RFC: Single-Turn Reliability via Pending Tool State¶
Status¶
Draft.
Summary¶
When an agent turn fails mid-loop (API error, empty response, user interruption, or max-turn exhaustion), all accumulated turn data is lost — assistant messages, tool call requests, and tool outputs. The conversation history in appState only retains partial assistant text, not the full turn transcript. On the next user message the model has no memory of the work it already performed.
This RFC proposes storing a pending turn state on each LLM client struct, in the client's native provider format. On failure the state is retained; on the next StreamChat call it is injected into the conversation so the model can resume. On successful completion the state is cleared.
Goals¶
- Preserve the full turn transcript (assistant messages, tool calls, tool outputs) across turn failures.

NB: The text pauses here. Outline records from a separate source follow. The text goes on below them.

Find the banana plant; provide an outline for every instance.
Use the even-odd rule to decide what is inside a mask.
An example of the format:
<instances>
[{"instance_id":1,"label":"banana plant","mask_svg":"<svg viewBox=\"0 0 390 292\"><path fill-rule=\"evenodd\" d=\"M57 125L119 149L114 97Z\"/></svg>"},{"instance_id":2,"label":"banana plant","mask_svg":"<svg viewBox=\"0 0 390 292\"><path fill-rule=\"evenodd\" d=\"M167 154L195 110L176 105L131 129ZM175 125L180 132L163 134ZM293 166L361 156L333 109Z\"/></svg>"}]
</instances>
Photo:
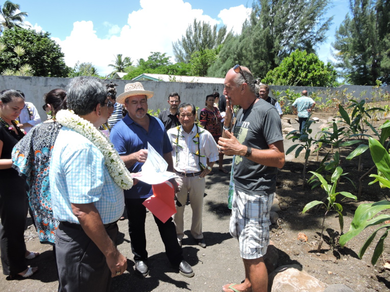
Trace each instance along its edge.
<instances>
[{"instance_id":1,"label":"banana plant","mask_svg":"<svg viewBox=\"0 0 390 292\"><path fill-rule=\"evenodd\" d=\"M309 172L312 173L314 175L315 175L318 179L321 182L321 188L325 191L326 194L328 196L327 200L327 202L324 202L322 201L312 201L310 203L306 204L305 207L303 208L302 210L302 214L304 214L308 210L311 209L313 207L319 205L320 204L323 204L325 207L325 214L324 216L324 219L322 221L322 226L321 228L321 236L320 238L320 242L318 244L318 247L317 248L317 252L320 252L321 249L321 246L324 241L323 239L323 234L324 234L324 228L325 227L325 219L328 213L331 211L335 211L338 214L338 223L340 224L340 229L342 232L344 227L344 220L343 216L343 206L339 203L336 202L336 197L337 195L342 195L347 198L351 198L356 199L356 196L352 195L351 193L348 192L336 192L336 188L337 185L337 181L340 176L343 174L343 169L339 166L336 168L334 170L334 172L332 175L332 178L331 179L331 182L333 184L330 185L328 183L326 180L320 174L316 172L310 171Z\"/></svg>"},{"instance_id":2,"label":"banana plant","mask_svg":"<svg viewBox=\"0 0 390 292\"><path fill-rule=\"evenodd\" d=\"M378 169L378 174L370 175L375 178L370 184L378 181L381 188L390 188L390 154L378 140L372 138L370 138L369 144L371 156ZM365 241L358 255L359 257L361 258L368 247L374 241L378 232L381 229L384 229L384 232L378 241L371 257L371 263L373 266L375 264L379 256L383 252L384 240L387 236L390 229L390 224L382 225L382 223L390 220L390 215L380 214L375 218L374 217L378 213L386 209L390 209L390 202L385 200L370 204L361 204L359 205L355 212L349 230L340 237L340 245L344 247L348 241L367 227L379 225Z\"/></svg>"}]
</instances>

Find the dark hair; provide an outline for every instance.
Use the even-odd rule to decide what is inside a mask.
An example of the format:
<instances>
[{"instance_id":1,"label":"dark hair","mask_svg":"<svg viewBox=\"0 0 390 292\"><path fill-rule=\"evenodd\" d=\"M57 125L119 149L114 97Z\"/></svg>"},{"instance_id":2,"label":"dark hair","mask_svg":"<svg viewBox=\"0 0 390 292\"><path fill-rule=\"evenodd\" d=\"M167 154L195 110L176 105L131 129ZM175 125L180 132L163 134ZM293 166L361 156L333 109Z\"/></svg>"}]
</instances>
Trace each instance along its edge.
<instances>
[{"instance_id":1,"label":"dark hair","mask_svg":"<svg viewBox=\"0 0 390 292\"><path fill-rule=\"evenodd\" d=\"M171 92L168 96L168 100L169 101L169 97L173 97L174 96L177 96L179 98L179 100L180 100L180 96L179 95L179 93L177 92Z\"/></svg>"},{"instance_id":2,"label":"dark hair","mask_svg":"<svg viewBox=\"0 0 390 292\"><path fill-rule=\"evenodd\" d=\"M0 91L0 100L4 104L12 101L15 98L23 98L23 96L17 90L6 89L5 90Z\"/></svg>"},{"instance_id":3,"label":"dark hair","mask_svg":"<svg viewBox=\"0 0 390 292\"><path fill-rule=\"evenodd\" d=\"M209 94L206 97L206 102L205 102L205 105L207 105L207 98L209 97L214 97L214 94ZM214 97L215 98L215 97Z\"/></svg>"},{"instance_id":4,"label":"dark hair","mask_svg":"<svg viewBox=\"0 0 390 292\"><path fill-rule=\"evenodd\" d=\"M16 91L17 91L18 92L19 92L20 94L20 95L21 95L21 97L23 97L23 99L25 99L25 94L23 93L23 92L22 92L20 90L16 90Z\"/></svg>"},{"instance_id":5,"label":"dark hair","mask_svg":"<svg viewBox=\"0 0 390 292\"><path fill-rule=\"evenodd\" d=\"M191 112L192 113L192 115L194 116L197 114L197 109L195 108L195 105L192 103L187 103L187 102L184 102L180 104L178 108L178 116L180 115L180 109L187 108L187 107L191 107L191 108L192 108L192 110Z\"/></svg>"},{"instance_id":6,"label":"dark hair","mask_svg":"<svg viewBox=\"0 0 390 292\"><path fill-rule=\"evenodd\" d=\"M43 106L46 110L46 106L52 106L52 114L55 114L60 110L66 109L66 92L61 88L51 90L43 96L45 104Z\"/></svg>"},{"instance_id":7,"label":"dark hair","mask_svg":"<svg viewBox=\"0 0 390 292\"><path fill-rule=\"evenodd\" d=\"M80 116L91 113L98 104L103 104L107 98L104 84L96 77L75 77L67 87L68 109Z\"/></svg>"}]
</instances>

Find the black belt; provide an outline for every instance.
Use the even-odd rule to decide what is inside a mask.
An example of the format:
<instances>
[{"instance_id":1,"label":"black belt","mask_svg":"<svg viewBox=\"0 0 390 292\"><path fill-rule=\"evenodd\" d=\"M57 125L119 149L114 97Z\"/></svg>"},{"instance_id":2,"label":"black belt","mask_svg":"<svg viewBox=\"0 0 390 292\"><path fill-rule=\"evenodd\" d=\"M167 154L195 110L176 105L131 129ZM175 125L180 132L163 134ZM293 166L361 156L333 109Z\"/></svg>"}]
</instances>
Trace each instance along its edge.
<instances>
[{"instance_id":1,"label":"black belt","mask_svg":"<svg viewBox=\"0 0 390 292\"><path fill-rule=\"evenodd\" d=\"M104 226L104 228L107 229L110 227L114 224L116 224L117 222L117 221L115 221L115 222L108 223L108 224L103 224L103 225ZM78 224L77 223L72 223L71 222L68 222L68 221L60 221L60 223L68 228L72 228L72 229L76 229L77 230L81 230L83 229L83 227L81 227L81 225L80 224Z\"/></svg>"},{"instance_id":2,"label":"black belt","mask_svg":"<svg viewBox=\"0 0 390 292\"><path fill-rule=\"evenodd\" d=\"M201 171L198 171L198 172L192 172L191 173L184 173L184 172L180 172L179 171L177 171L179 174L180 175L182 175L183 176L196 176L197 175L199 175L201 173L202 173Z\"/></svg>"}]
</instances>

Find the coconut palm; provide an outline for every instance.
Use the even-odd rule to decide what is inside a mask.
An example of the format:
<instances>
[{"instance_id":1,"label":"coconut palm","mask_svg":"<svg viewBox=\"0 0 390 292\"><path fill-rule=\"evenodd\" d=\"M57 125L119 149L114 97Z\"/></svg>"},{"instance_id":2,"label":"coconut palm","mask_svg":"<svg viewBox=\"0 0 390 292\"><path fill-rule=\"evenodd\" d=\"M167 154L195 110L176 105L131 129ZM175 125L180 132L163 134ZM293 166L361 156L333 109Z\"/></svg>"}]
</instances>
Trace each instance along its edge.
<instances>
[{"instance_id":1,"label":"coconut palm","mask_svg":"<svg viewBox=\"0 0 390 292\"><path fill-rule=\"evenodd\" d=\"M122 57L121 54L118 54L115 57L115 60L113 61L114 64L110 64L108 65L110 67L114 68L114 70L111 72L110 75L112 76L117 72L124 72L125 68L129 66L131 66L133 62L131 58L129 57Z\"/></svg>"},{"instance_id":2,"label":"coconut palm","mask_svg":"<svg viewBox=\"0 0 390 292\"><path fill-rule=\"evenodd\" d=\"M27 12L16 13L20 9L19 4L8 0L4 2L3 7L0 7L0 16L2 18L0 20L0 32L6 29L23 27L25 17L28 16L28 14Z\"/></svg>"}]
</instances>

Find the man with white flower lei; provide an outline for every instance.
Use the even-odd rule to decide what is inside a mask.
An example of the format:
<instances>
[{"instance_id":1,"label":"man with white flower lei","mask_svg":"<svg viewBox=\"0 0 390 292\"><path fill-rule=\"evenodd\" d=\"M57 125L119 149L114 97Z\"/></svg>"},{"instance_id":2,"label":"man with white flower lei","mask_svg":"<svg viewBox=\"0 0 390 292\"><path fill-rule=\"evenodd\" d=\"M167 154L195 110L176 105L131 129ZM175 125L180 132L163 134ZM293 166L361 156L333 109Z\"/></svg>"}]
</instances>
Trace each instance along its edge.
<instances>
[{"instance_id":1,"label":"man with white flower lei","mask_svg":"<svg viewBox=\"0 0 390 292\"><path fill-rule=\"evenodd\" d=\"M198 245L206 248L202 229L202 213L206 181L205 177L211 171L219 153L212 135L195 124L195 106L182 103L178 109L181 126L168 130L174 150L172 158L175 170L180 176L177 178L180 191L177 194L176 214L173 216L179 244L184 236L184 215L187 193L192 210L191 234Z\"/></svg>"},{"instance_id":2,"label":"man with white flower lei","mask_svg":"<svg viewBox=\"0 0 390 292\"><path fill-rule=\"evenodd\" d=\"M148 157L148 143L161 155L168 164L167 170L174 171L172 145L162 122L148 113L148 98L154 92L144 90L140 82L129 83L125 92L116 98L116 102L124 104L128 114L111 130L110 139L118 151L125 164L131 172L138 172ZM170 180L177 193L178 185L174 179ZM129 233L131 250L134 255L136 273L146 277L149 269L147 264L148 252L145 234L146 208L142 204L153 195L152 185L139 181L134 188L125 191L125 203L129 220ZM183 251L176 237L176 230L172 218L163 223L154 217L160 234L164 243L165 252L172 266L185 277L194 275L191 266L184 260Z\"/></svg>"},{"instance_id":3,"label":"man with white flower lei","mask_svg":"<svg viewBox=\"0 0 390 292\"><path fill-rule=\"evenodd\" d=\"M115 242L124 206L122 188L131 187L132 180L122 172L120 181L114 179L114 169L120 170L121 162L97 129L113 109L103 83L90 76L74 78L66 95L70 111L57 114L63 126L49 175L53 213L60 221L59 291L108 291L111 277L127 268Z\"/></svg>"}]
</instances>

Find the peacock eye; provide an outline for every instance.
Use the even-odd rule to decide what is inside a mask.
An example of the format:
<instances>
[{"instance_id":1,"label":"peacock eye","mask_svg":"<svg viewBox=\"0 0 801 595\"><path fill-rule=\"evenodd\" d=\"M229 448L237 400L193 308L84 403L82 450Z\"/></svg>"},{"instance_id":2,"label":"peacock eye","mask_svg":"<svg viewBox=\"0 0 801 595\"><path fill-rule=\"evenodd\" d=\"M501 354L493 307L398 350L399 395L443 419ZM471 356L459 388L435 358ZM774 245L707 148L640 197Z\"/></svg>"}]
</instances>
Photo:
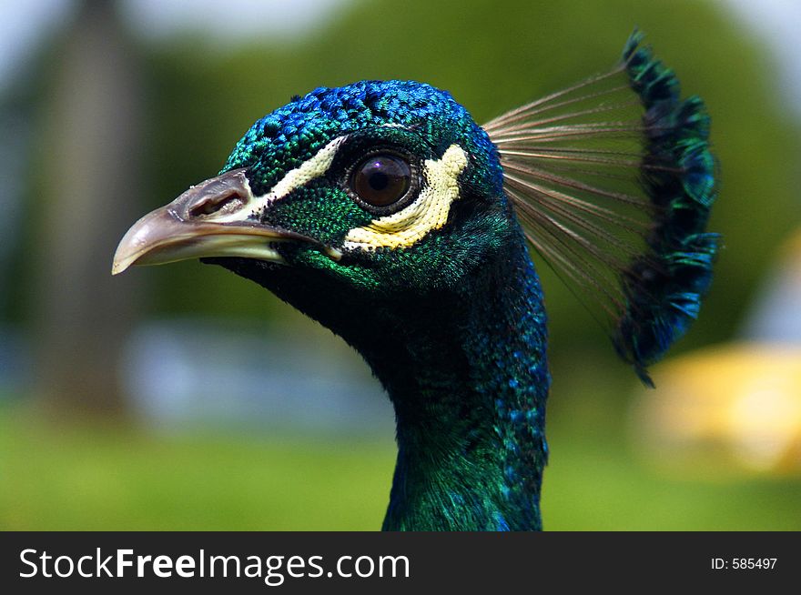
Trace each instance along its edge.
<instances>
[{"instance_id":1,"label":"peacock eye","mask_svg":"<svg viewBox=\"0 0 801 595\"><path fill-rule=\"evenodd\" d=\"M353 169L350 187L372 207L389 207L400 200L411 185L409 162L396 155L371 155Z\"/></svg>"}]
</instances>

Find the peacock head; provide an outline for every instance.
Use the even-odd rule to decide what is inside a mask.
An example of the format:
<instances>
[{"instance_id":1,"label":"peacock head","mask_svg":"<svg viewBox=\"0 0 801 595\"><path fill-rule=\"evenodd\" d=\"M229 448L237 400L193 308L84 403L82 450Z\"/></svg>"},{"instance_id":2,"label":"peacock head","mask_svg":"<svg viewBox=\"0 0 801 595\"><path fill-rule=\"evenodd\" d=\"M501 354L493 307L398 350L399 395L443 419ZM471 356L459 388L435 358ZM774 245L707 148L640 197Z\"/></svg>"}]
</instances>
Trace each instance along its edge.
<instances>
[{"instance_id":1,"label":"peacock head","mask_svg":"<svg viewBox=\"0 0 801 595\"><path fill-rule=\"evenodd\" d=\"M114 272L201 257L325 324L319 310L340 293L364 302L463 286L513 221L497 151L450 94L363 81L256 122L219 176L128 231Z\"/></svg>"}]
</instances>

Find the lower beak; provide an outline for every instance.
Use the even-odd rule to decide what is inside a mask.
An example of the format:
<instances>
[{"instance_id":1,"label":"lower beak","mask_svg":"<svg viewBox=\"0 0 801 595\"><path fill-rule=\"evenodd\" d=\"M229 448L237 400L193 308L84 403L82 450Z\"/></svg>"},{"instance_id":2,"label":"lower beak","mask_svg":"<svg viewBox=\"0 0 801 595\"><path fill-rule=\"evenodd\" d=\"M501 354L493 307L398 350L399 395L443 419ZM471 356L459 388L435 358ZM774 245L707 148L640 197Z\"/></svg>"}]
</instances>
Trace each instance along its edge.
<instances>
[{"instance_id":1,"label":"lower beak","mask_svg":"<svg viewBox=\"0 0 801 595\"><path fill-rule=\"evenodd\" d=\"M317 243L248 218L253 194L244 169L194 186L128 229L117 247L111 274L128 267L205 257L241 257L283 263L276 244Z\"/></svg>"}]
</instances>

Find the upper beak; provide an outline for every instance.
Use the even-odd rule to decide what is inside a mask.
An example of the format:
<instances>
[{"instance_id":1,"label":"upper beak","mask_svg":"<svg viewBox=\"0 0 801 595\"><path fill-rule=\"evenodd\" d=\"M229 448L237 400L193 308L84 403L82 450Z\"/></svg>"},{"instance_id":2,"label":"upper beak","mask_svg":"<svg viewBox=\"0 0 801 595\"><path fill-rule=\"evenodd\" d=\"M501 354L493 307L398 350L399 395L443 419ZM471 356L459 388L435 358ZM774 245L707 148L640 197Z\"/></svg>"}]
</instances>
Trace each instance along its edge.
<instances>
[{"instance_id":1,"label":"upper beak","mask_svg":"<svg viewBox=\"0 0 801 595\"><path fill-rule=\"evenodd\" d=\"M191 187L128 229L117 247L111 274L132 265L160 265L203 257L245 257L283 262L276 242L309 237L248 218L253 193L244 169Z\"/></svg>"}]
</instances>

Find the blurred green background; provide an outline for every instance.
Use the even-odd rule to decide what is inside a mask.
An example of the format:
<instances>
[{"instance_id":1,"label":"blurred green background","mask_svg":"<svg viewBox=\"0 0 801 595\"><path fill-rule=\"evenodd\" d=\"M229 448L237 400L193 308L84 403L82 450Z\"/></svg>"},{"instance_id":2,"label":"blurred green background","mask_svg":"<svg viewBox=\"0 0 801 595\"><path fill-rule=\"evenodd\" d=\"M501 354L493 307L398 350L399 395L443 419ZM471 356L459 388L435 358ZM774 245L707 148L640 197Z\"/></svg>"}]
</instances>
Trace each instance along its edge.
<instances>
[{"instance_id":1,"label":"blurred green background","mask_svg":"<svg viewBox=\"0 0 801 595\"><path fill-rule=\"evenodd\" d=\"M21 15L18 4L4 10ZM485 122L608 68L642 28L706 101L721 164L711 227L725 248L674 361L751 345L759 333L747 321L801 224L799 91L735 2L38 4L51 13L41 41L0 87L0 529L380 526L392 413L344 344L222 269L183 262L110 277L126 229L215 175L250 124L292 95L411 78ZM653 441L643 424L667 393L644 394L542 274L546 529L801 529L799 427L759 465L725 437ZM784 327L801 318L787 316ZM749 365L745 351L737 366ZM682 374L660 370L657 385ZM720 373L702 372L701 386ZM790 386L792 408L801 382ZM726 398L709 415L725 418Z\"/></svg>"}]
</instances>

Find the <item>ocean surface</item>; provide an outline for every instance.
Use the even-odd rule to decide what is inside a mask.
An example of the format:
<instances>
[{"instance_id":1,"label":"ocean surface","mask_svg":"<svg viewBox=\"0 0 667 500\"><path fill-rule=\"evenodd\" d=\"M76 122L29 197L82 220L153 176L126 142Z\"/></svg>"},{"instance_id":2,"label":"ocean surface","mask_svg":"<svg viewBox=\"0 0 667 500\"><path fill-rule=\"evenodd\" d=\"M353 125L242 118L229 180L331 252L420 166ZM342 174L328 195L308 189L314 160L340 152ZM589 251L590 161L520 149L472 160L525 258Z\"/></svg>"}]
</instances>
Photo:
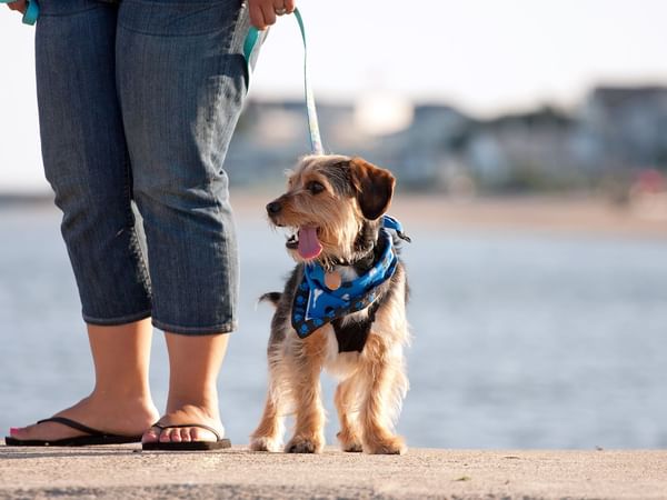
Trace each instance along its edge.
<instances>
[{"instance_id":1,"label":"ocean surface","mask_svg":"<svg viewBox=\"0 0 667 500\"><path fill-rule=\"evenodd\" d=\"M400 217L399 213L397 213ZM92 389L59 213L0 208L0 431ZM220 377L232 442L248 442L266 390L270 307L292 262L260 218L238 221L240 330ZM412 447L666 448L667 241L406 228L411 383L398 430ZM151 384L167 389L162 336ZM327 439L337 431L325 376Z\"/></svg>"}]
</instances>

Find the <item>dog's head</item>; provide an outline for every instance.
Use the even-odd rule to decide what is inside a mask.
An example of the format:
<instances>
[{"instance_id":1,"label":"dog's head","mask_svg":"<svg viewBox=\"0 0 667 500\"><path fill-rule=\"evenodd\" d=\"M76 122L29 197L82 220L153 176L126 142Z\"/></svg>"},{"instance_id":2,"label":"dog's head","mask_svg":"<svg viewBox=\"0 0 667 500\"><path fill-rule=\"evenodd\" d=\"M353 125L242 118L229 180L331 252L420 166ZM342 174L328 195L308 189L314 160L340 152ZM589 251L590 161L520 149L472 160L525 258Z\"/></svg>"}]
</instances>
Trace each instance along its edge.
<instances>
[{"instance_id":1,"label":"dog's head","mask_svg":"<svg viewBox=\"0 0 667 500\"><path fill-rule=\"evenodd\" d=\"M267 212L275 226L293 229L287 248L297 261L351 262L375 242L395 183L391 172L361 158L310 156Z\"/></svg>"}]
</instances>

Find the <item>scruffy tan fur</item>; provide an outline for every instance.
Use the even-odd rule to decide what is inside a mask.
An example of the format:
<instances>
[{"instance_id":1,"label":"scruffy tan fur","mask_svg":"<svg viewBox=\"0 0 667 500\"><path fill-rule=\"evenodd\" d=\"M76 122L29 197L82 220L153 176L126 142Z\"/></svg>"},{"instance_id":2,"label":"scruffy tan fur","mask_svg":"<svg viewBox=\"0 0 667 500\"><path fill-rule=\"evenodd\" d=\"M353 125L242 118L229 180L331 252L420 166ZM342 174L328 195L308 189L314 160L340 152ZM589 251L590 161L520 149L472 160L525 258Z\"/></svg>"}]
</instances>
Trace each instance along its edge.
<instances>
[{"instance_id":1,"label":"scruffy tan fur","mask_svg":"<svg viewBox=\"0 0 667 500\"><path fill-rule=\"evenodd\" d=\"M389 207L395 179L360 158L306 157L289 176L287 192L267 206L277 227L317 227L322 247L317 260L344 279L356 276L355 262L367 252L361 233L376 234ZM320 190L320 187L323 188ZM369 238L370 240L370 238ZM250 448L260 451L317 453L325 446L325 410L320 372L338 380L335 403L338 439L345 451L404 453L394 426L408 390L404 347L409 341L406 319L407 283L402 263L377 299L380 303L361 352L339 352L331 324L301 339L291 326L291 304L303 259L297 261L282 293L267 294L277 307L268 348L269 388L261 420ZM368 309L347 321L367 318ZM283 419L295 414L293 436L282 446Z\"/></svg>"}]
</instances>

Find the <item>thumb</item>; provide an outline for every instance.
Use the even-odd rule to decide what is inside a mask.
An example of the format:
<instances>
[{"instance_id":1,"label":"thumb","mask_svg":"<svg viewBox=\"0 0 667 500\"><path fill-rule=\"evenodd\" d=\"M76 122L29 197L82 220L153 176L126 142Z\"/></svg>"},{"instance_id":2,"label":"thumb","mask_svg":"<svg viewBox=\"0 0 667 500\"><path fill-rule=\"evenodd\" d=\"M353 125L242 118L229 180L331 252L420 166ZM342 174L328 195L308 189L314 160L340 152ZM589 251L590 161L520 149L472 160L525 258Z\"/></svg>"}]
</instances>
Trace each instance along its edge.
<instances>
[{"instance_id":1,"label":"thumb","mask_svg":"<svg viewBox=\"0 0 667 500\"><path fill-rule=\"evenodd\" d=\"M26 13L26 9L28 7L26 3L26 0L17 0L14 2L8 3L7 7L9 7L11 10L18 10L21 13Z\"/></svg>"}]
</instances>

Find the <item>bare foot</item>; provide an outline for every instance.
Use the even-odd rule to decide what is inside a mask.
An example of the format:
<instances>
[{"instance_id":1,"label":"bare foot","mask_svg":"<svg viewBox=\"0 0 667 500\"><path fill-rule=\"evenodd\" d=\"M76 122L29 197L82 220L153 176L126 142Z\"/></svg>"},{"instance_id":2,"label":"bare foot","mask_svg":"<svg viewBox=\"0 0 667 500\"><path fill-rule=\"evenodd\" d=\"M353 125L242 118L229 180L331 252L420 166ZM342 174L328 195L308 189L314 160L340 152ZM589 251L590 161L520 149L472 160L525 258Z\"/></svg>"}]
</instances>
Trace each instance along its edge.
<instances>
[{"instance_id":1,"label":"bare foot","mask_svg":"<svg viewBox=\"0 0 667 500\"><path fill-rule=\"evenodd\" d=\"M220 438L225 436L225 427L217 409L195 404L182 404L172 411L167 411L158 423L162 429L151 427L143 433L141 442L216 441L218 439L211 431L200 427L170 427L186 423L208 426L216 429Z\"/></svg>"},{"instance_id":2,"label":"bare foot","mask_svg":"<svg viewBox=\"0 0 667 500\"><path fill-rule=\"evenodd\" d=\"M87 427L118 436L140 436L156 421L158 410L150 399L132 398L111 401L108 398L96 397L93 393L53 417L66 417ZM12 428L10 434L20 440L54 441L86 436L86 432L57 422L44 422Z\"/></svg>"}]
</instances>

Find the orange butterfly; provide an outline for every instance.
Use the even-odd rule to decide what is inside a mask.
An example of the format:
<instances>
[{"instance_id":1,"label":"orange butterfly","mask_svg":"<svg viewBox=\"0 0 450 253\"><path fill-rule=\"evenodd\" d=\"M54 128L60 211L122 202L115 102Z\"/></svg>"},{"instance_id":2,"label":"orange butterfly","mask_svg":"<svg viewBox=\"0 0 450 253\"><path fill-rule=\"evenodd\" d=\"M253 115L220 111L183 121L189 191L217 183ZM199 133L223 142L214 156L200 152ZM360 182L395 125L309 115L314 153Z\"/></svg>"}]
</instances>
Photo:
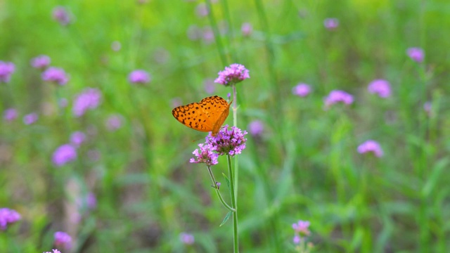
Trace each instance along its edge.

- Allow the model to resume from where it left off on the next user message.
- Avoid duplicating turn transcript data in
appState.messages. - Keep the change internal to each client — no changes to
LLMClient,StreamChat, orMessage.
Non-Goals¶
- Persisting pending turn state to the session file. The state is in-memory only and does not survive process crashes.
- Cross-provider state recovery. If the user switches providers between a failed turn and a retry, the pending state is discarded.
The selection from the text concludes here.